Abruptly he made the decision to head farther south, to draw this out, whatever it was, while he waited for true inspiration. So far he was just jazzing around here. He couldn’t see a clear structure yet, artistically speaking. He had loaded the trunk of the car with his tools, just as would any artist. But until you found your true subject, how did you know if you wanted oils or pastels, marble or wood or plaster of Paris? Something told him that this one would be a bigger undertaking than anything else so far, that he had been warming up to this, learning his craft. It was no time to be hasty.

“If we’re heading back into Huntington anyway,” Mayhew said, “then I can’t see why the hell I killed the last five hours hauling myself up to Seal.”

“You can’t
see.”

“That’s right. I could have stayed in town. All this folderol of yours is pure crap, if you ask me.”

“You’ll be compensated for your time, Mr. Mayhew.”

“In what way? That’s all I’m trying to find out here.”

“What did you have in mind?” Edmund looked sharply at him. “If you’re an independent contractor, make me a bid.”

“Ten dollars an hour for the five hours I’ve already got in this, another fifty for my services, and ten an hour to get me back home again. And I don’t mean to the Seal Beach Pier, either. I mean home. I don’t mind a cab, but you pay for the cab, tip and all. I don’t stiff a cab driver on a tip.”

“Well … I don’t think that’s out of line at all.”

“Good. Because if you
do
, you can let me off right up ahead, right here at Seventh Street, and I’ll walk to my place.”

Edmund drove through the green light at 7th, and then made the light at Main, accelerating up the Highway toward Newport Beach. “That won’t be necessary. I’m happy to pay you a fair price. Your services are invaluable to me.”

“Your idea of a fair price and my idea are two different things. I hope you don’t mind my saying that.”

“I don’t mind at all. But it seems to me that we’ve already exhausted the wage talk, Mr. Mayhew. We’ve got a ways to go, and I want to think something through. You wouldn’t mind if I put on a little music?”

“Suit yourself.”

“Thank you.” Edmund pushed a cassette into the player and turned up the sound—a randomly chosen volume of “Melodies of the Masters.” It was perfect mood music, all the great melodies, just the good parts, not drawn out so far that you got bored by them. He kept his eyes on the road, listening to the music and trying to put the old man out of his mind, which would have been more possible if he didn’t stink so badly. He glanced at him again, but Mayhew was looking out of the window, and in that moment, with the highway lights glowing through the windshield, he was a dead ringer for the Earl. It wasn’t just the way he looked, either, it was his whole attitude. It was a bum attitude. A lazy, shiftless, ignorant, lily-of-the-field attitude, and it made Edmund sick. The Earl had made some money by dumb luck, and then when his wife died—Edmund’s mother—he just quit. It was as simple as that. He had given up, and had decided to act happy, and had surrounded himself with forty tons of weird juju crap.

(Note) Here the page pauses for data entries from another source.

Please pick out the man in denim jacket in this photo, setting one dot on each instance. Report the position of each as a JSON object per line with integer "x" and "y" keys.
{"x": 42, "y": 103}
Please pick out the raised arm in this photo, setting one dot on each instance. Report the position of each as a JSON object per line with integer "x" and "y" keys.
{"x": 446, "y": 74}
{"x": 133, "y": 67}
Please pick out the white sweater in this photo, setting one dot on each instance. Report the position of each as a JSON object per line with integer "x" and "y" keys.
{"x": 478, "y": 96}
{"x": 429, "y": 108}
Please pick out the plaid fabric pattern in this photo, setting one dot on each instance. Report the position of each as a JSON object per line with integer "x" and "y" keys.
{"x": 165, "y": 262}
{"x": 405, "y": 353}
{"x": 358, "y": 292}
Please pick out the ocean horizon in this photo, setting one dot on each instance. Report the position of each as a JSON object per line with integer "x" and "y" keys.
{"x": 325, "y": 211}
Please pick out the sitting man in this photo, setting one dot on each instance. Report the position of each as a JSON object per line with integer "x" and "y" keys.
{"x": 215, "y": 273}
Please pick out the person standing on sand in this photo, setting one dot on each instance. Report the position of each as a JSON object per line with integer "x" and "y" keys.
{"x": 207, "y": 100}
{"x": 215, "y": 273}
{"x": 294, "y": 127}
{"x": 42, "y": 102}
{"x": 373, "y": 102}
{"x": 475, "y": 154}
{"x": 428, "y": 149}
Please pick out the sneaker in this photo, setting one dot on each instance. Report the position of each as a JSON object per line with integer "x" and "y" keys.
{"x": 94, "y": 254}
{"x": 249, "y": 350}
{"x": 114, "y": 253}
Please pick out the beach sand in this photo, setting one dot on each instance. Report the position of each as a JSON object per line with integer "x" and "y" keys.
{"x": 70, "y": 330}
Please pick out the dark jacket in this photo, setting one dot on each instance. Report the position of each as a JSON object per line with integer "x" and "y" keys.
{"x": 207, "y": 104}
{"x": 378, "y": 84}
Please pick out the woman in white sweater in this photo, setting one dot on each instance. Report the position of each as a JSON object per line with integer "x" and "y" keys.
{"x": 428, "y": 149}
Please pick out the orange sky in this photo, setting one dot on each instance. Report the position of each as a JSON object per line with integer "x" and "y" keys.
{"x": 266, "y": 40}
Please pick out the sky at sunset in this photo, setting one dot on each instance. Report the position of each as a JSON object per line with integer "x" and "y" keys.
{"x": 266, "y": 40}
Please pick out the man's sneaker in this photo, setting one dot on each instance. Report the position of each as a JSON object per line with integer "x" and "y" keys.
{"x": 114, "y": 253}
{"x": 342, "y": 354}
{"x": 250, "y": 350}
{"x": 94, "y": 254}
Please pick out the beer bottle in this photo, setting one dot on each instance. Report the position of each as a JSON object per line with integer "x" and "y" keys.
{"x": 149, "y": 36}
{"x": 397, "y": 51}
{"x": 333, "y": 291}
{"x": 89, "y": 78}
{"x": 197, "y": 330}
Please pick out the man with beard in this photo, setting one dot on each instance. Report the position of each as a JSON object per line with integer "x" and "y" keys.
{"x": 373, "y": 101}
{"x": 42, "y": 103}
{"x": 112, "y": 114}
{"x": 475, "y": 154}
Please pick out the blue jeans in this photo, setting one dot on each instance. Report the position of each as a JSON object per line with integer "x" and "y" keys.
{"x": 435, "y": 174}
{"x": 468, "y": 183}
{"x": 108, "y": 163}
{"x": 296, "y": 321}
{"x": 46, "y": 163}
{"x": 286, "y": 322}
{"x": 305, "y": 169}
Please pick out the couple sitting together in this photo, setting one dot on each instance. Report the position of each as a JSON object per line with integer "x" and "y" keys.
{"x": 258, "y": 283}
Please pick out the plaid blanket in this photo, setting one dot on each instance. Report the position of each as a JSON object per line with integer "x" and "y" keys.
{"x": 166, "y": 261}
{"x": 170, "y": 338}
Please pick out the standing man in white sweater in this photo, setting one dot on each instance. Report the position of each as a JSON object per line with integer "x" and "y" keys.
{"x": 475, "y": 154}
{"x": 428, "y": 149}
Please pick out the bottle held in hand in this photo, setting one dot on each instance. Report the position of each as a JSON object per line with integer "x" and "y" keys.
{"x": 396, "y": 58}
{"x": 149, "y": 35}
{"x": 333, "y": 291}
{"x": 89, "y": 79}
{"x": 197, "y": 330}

Casey was the same way, of course, except he was a drunk. Their mother had died giving birth to Casey, which was the first and last piece of evidence Edmund needed that the world wasn’t fair, that it didn’t matter a damned bit who lived and who died. Casey was bound for a life in the streets, just like Mayhew, begging for money, lying, drunk without even trying to hide it. The worst part about that attitude was how damned
superior
they were about it despite the damage they did. They had the world all worked out. They wore their crappy rags like a coat of many colors, like any self-respecting man wore his three-piece suit, and they would tell you to your face that it was
your
suit that
was the problem, that it was
you
. Then they’d ask you for ten dollars an hour, which they’d spend on bourbon and canned pudding.